Wurfscheibe
Beim BDS kann man auch mit Flinten auf „Tontauben“ schießen, die heute allgemein „Wurfscheiben“ genannt werden. Neben den auch olympisch geschossenen klassischen Disziplinen Trap und Skeet hat sich das Parcoursschießen eine feste Anhängerschaft erobert. Hier wird innerhalb eines Schießplatz-Geländes auf Wurfscheiben aus verschiedenen Winkeln geschossen. Dies bietet den Schützen ständig neue Bedingungen, weil auch der Wind, gegebenenfalls Regen und Sonne eine große Rolle spielen und gemeistert werden müssen.
Hinweise zur DM
Ein Markierungsstreifen auf der Schießjacke ist zwingend erforderlich. Die Position ist im Sporthandbuch beschrieben. Das Bild zeigt ein Beispiel eines Marker Tapes, ca. 3 cm breit und 25 cm lang.
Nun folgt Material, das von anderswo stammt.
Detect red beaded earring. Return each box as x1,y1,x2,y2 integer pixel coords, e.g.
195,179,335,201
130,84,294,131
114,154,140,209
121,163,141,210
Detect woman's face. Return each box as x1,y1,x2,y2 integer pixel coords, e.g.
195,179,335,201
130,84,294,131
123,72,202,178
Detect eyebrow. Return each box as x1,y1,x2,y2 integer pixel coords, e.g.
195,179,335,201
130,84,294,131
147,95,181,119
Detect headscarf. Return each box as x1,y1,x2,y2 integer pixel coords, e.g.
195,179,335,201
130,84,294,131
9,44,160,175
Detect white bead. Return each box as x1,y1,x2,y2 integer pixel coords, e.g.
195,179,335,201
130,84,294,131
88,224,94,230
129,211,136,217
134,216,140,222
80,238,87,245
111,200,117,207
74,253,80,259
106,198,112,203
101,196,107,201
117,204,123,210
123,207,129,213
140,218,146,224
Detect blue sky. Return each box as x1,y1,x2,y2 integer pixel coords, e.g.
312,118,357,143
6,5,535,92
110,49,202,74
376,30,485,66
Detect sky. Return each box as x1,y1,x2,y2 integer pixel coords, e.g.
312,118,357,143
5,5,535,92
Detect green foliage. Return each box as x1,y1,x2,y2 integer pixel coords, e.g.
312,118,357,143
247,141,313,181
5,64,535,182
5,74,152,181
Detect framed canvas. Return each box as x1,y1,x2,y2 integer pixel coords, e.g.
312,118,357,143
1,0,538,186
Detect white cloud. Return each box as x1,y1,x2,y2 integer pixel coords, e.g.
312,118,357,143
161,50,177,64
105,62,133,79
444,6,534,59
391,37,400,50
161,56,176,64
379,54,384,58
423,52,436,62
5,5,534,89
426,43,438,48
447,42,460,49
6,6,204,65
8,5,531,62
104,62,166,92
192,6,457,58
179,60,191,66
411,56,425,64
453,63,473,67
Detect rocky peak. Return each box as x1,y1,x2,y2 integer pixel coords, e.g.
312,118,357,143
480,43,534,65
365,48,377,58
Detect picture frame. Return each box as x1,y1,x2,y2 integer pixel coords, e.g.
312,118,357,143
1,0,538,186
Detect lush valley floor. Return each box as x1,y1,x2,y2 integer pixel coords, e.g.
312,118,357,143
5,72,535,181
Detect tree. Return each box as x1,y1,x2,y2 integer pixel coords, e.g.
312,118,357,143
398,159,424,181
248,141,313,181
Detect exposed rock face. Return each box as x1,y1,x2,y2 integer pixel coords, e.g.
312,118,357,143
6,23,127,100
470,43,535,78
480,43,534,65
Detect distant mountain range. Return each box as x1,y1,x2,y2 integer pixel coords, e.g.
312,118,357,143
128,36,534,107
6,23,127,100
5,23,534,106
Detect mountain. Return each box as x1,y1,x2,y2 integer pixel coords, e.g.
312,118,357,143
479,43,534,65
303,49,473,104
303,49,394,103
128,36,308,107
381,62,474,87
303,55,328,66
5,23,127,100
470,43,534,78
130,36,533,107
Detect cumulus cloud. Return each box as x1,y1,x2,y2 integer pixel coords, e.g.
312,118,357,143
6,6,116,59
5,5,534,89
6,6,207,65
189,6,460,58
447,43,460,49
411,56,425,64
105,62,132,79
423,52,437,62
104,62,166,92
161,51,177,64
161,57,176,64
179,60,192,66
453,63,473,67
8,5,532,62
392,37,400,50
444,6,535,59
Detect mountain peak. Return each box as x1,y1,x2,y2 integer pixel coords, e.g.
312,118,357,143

Dieses Modell ist auch international anerkannt.
Der Markierungsstreifen kann auf der ISSF-Homepage im Shop erworben werden.
Anschlagmarkierung Trap und Skeet
Zur Kontrolle der vorgeschriebenen jagdlichen Gewehrhaltung muss jeder Schütze an seiner Schießjacke oder Schießweste eine Anschlagmarkierung anbringen.
Die Anschlagmarkierung muss folgende Anforderungen erfüllen:
- Beginn ca. 25 cm unterhalb der Achsel
- Länge: ca. 25 cm
- Breite: ca. 2 cm
- Sie muss dauerhaft befestigt sein.
- Rechtsschützen: Markierung auf der rechten Seite.
- Linksschützen: Markierung auf der linken Seite.
- Die Markierung ist bei normaler Körperhaltung waagerecht anzubringen.
Zur Kontrolle der korrekten Position gilt:
- Der Oberarm liegt senkrecht am Körper an.
- Der Unterarm ist im 90-Grad-Winkel nach vorne angewinkelt.
- Die Schultern dürfen dabei nicht angehoben sein.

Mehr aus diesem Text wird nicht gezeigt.